Recycled aggregate in fresh concrete mixes
By Tom Offerman
In most European countries it is nowadays virtually impossible to construct a building without bringing sustainability into the picture. Except for the urge of the public, this is a consequence of the latest European Union laws and regulations. EU regulations strive to prepare about 70 per cent of all construction and demolition waste by 2020 for re-use; recycling or undergoing any other material recovery, compared to the year 1990. This is one of the most crucial rules stated in the Waste Framework Directive (2008/98/EC), made by the European Union.
Recycling of construction materials is an excellent way to reduce the impact on the environment. The consequence of recycling is that the amount of raw materials used and therefore the amount of demolition waste will be reduced. Within the building sector, the concrete industry can contribute. All over Europe there are a lot of abandoned office buildings which are being renovated into residential buildings, or demolished to make space for new building projects. The waste material, the recycled aggregates, recovered during this demolition process can be used in new concrete structures.
Even though the subject of reusing recycled aggregates isn’t new, it is still not widely used in practice. Many studies have shown that the material made with recycled aggregates have mechanical properties quite similar to those made with ‘regular’ aggregates. Nonetheless the materialistic properties of the aggregates do differ. The recycled aggregates are characterized by a high water absorption capacity which can be linked to the presence of the remained unreacted cement attached to the surface of the gravel. (see picture 1). The difference in water absorption capacity has an effect on both the fresh and the hardened state of the concrete mixture.
Within the fresh state, the higher amount of water absorption results in a reduction of workability, as part of the water is instantously absorbed by the attached cement on the aggregates. This means that water can’t react with the newly added cement and thus in consequence reduces the water-cement-factor (w/c). As a result the concrete in the hardened state, will reach a higher compressive strength. While a having higher compressive strength is not a bad thing, the concrete will likely fail on the workability demands during compacting.

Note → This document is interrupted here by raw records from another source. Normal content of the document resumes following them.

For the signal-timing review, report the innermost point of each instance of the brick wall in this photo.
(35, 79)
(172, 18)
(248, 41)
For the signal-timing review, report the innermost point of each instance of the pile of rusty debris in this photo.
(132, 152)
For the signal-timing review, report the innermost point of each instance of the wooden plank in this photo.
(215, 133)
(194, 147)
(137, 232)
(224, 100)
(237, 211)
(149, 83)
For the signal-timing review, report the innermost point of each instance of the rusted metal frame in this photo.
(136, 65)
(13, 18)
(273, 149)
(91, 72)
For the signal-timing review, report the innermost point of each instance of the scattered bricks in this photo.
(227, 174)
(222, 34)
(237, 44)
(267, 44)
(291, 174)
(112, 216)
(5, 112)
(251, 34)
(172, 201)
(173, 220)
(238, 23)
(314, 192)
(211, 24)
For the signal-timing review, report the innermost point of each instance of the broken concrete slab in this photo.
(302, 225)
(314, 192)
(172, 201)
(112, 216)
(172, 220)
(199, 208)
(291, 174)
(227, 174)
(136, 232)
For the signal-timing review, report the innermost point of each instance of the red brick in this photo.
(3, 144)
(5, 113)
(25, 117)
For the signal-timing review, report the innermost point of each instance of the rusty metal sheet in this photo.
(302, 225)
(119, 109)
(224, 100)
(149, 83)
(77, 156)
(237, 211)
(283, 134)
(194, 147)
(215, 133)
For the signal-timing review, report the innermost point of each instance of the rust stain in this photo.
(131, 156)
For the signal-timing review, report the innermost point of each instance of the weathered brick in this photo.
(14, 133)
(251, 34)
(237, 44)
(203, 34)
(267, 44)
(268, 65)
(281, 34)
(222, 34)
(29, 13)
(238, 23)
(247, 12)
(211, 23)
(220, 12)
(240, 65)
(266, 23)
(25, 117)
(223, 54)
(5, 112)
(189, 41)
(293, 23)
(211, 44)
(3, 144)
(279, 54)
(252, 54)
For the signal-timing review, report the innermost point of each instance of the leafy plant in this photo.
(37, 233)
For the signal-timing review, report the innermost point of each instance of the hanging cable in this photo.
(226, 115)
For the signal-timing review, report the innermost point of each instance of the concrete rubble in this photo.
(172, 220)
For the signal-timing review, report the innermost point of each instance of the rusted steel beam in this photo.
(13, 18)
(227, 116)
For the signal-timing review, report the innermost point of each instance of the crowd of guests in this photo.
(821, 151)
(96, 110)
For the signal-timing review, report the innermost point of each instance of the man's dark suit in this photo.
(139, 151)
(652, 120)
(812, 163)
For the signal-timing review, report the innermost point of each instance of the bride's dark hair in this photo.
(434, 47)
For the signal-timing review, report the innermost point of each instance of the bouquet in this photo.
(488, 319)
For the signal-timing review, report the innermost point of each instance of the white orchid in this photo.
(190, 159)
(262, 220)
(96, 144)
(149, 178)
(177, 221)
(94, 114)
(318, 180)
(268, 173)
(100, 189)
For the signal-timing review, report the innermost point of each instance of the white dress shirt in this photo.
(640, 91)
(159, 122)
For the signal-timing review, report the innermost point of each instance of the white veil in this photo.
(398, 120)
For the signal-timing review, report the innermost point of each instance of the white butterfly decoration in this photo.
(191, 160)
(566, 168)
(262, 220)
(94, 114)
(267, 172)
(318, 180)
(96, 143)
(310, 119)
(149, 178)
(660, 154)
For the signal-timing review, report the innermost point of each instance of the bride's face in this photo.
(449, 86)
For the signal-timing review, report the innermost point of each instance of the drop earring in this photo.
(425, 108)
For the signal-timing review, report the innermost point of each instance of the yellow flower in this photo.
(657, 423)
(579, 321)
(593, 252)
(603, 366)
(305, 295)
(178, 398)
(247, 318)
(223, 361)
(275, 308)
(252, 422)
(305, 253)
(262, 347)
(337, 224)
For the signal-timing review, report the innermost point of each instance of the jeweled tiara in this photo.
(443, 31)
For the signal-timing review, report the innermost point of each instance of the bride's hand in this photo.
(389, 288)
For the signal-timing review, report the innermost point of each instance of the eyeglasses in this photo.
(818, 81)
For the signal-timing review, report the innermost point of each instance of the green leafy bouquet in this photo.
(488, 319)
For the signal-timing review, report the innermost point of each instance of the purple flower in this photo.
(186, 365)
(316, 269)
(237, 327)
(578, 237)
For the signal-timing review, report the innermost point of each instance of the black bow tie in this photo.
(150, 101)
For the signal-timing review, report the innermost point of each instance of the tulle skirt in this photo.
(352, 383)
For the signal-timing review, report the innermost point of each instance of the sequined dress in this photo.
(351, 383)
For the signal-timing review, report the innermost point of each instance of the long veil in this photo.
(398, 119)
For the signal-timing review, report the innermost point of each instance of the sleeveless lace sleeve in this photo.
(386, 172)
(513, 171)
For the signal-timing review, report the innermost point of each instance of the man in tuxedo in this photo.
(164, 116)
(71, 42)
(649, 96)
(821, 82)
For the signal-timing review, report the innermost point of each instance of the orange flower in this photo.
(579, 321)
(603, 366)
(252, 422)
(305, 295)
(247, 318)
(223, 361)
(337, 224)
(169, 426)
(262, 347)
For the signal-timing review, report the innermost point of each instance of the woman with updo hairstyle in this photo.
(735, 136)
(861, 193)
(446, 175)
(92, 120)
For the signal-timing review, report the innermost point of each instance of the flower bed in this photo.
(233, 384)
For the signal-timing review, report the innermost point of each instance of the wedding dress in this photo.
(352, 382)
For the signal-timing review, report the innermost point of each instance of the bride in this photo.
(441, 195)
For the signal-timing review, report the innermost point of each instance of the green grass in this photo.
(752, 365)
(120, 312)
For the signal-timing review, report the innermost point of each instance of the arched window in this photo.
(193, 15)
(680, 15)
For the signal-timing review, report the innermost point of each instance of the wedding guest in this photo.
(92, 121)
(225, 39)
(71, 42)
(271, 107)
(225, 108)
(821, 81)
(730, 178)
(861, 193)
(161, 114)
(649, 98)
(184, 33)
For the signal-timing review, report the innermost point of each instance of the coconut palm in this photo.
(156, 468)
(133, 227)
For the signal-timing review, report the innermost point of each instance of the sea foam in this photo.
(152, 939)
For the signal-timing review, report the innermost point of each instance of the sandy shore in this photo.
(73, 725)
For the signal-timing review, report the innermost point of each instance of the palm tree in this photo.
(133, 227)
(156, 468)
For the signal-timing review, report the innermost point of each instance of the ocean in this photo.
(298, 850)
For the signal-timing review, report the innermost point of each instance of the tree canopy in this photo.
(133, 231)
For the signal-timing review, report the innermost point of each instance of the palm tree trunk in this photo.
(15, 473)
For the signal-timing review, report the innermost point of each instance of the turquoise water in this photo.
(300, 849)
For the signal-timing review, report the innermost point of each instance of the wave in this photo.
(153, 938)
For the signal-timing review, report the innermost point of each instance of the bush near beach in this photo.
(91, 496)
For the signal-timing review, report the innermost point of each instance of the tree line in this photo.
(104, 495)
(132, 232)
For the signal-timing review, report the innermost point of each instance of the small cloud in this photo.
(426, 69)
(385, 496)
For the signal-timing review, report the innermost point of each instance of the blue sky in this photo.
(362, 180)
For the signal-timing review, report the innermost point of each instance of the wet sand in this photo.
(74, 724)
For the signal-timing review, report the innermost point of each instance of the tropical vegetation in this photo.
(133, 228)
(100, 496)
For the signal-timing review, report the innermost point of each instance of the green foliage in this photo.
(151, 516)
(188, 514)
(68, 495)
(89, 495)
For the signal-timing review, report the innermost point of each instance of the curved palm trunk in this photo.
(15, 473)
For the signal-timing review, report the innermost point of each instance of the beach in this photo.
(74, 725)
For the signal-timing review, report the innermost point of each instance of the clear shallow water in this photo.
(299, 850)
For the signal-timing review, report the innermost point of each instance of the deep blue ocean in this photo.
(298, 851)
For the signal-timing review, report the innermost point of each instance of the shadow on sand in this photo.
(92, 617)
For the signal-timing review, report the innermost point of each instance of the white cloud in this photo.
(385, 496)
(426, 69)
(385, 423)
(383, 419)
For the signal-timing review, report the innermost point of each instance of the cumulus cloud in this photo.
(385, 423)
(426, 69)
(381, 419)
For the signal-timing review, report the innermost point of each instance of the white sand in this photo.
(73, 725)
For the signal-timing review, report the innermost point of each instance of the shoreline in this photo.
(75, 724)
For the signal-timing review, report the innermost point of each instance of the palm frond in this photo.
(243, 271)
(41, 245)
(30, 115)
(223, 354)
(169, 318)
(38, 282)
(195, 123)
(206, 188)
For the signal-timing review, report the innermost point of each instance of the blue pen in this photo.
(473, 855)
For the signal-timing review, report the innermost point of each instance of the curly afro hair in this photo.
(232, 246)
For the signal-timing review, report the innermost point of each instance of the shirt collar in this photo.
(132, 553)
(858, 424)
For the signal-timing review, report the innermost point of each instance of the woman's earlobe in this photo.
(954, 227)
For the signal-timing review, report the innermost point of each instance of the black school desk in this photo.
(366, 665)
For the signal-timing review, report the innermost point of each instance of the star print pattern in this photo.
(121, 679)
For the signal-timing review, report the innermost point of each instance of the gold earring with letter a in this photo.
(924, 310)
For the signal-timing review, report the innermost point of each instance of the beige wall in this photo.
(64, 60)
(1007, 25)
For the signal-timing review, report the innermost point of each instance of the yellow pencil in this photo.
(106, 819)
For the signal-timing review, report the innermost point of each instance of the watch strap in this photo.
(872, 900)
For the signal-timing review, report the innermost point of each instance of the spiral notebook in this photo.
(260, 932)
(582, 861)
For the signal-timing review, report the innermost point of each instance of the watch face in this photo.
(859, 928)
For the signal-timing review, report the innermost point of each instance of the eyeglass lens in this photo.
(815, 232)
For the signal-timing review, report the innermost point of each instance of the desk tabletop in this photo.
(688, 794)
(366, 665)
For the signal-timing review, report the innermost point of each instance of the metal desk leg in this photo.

This means that there has to be a way to take the amount of attached cement into consideration while preparing the concrete mix. One way to take this variable into the mix is, prior to use, saturate the aggregate for a period of time. This eliminates the effect of the unreacted cement using water intended for the new mix.
This would mean that even with an unknown amount of variable unreacted cement contents on the aggregates, this recycled material can be used for structural concrete. This will provide a helping hand towards the goal of a more sustainable construction industry.